Gravitational Microlensing of the Strongly Lensed Type IA Supernova iPTF16geu

Advisor: Prof. Paul Schechter
Paper: on NASA/ADS // published in MIT Journal of Undergraduate Research

As an undergraduate at MIT, I led an investigation into the micro-lensing of the first discovered, strongly lensed type Ia supernova, iPTF16geu. This system cause commotion when it was discovered, as its standard candle nature plus time delay values, could theoretically lead to a constraint of the Hubble parameter. However, the macro-models published by More et al. 2017 showed significant flux ratio anomolies with the observations of the four images. I constructed a Monte-Carlo simulation, in Python, which showed that the likelihood for micro-lensing to cause these flux ratio anomalies between observations and macro-models was ~3/1000. I then showed that even if the macro-models fit perfectly, the microlensing probability density functions create a probability distribution on the intrinsic brightness with a full width half maximum of 0.73 magnitudes. As such, the error for the standard candle brightness is quite large.

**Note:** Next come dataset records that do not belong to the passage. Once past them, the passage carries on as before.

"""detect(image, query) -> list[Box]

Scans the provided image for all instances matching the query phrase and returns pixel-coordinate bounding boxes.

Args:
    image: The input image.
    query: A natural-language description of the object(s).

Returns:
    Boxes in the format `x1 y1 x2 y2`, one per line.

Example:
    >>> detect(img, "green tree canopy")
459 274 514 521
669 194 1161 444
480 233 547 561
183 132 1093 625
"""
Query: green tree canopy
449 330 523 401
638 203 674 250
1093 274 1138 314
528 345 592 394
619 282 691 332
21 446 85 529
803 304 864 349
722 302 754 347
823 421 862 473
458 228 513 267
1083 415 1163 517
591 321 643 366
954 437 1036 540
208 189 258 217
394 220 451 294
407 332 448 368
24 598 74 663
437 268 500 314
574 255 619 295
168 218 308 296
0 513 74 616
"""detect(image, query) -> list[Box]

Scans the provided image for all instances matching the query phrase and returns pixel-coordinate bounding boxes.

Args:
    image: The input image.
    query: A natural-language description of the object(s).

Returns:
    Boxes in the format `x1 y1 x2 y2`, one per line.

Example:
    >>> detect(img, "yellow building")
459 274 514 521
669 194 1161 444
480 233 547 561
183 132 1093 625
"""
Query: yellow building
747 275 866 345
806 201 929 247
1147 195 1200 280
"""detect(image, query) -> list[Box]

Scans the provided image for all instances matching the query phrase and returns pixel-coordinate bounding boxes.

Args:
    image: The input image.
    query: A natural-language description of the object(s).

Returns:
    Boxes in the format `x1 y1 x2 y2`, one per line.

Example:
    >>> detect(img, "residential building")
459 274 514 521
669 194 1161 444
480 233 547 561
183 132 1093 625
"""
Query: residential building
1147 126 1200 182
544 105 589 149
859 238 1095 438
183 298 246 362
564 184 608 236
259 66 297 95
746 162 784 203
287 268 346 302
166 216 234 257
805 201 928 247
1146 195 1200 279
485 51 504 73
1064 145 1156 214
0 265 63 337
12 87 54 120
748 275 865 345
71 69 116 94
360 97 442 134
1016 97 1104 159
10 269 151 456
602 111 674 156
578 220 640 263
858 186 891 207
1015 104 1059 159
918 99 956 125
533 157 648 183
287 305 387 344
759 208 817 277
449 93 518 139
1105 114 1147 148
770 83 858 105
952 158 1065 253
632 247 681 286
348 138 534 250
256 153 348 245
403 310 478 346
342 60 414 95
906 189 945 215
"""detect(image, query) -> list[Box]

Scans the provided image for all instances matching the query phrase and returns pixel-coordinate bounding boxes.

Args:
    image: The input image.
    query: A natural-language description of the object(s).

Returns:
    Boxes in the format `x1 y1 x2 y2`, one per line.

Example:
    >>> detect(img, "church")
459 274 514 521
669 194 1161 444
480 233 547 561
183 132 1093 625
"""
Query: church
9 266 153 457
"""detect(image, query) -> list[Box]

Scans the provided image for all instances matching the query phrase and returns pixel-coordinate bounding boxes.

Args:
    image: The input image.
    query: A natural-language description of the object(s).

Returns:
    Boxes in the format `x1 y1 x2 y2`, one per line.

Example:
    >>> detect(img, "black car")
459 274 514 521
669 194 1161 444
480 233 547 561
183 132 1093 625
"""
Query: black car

This reduces the utility of the standard candle nature of type Ia supernovae. This project led to a first author paper, and cover article, in the MIT Undergraduate Research Journal Fall 2017, which has 30 academic citations (as of September 2023). 

I then built on this work, leading three other micro-lensing projects that took advantage of the code that I had generated, culminating in my senior thesis, entitled “Statistical Analyses of Gravitational Microlensing Probability Densities.”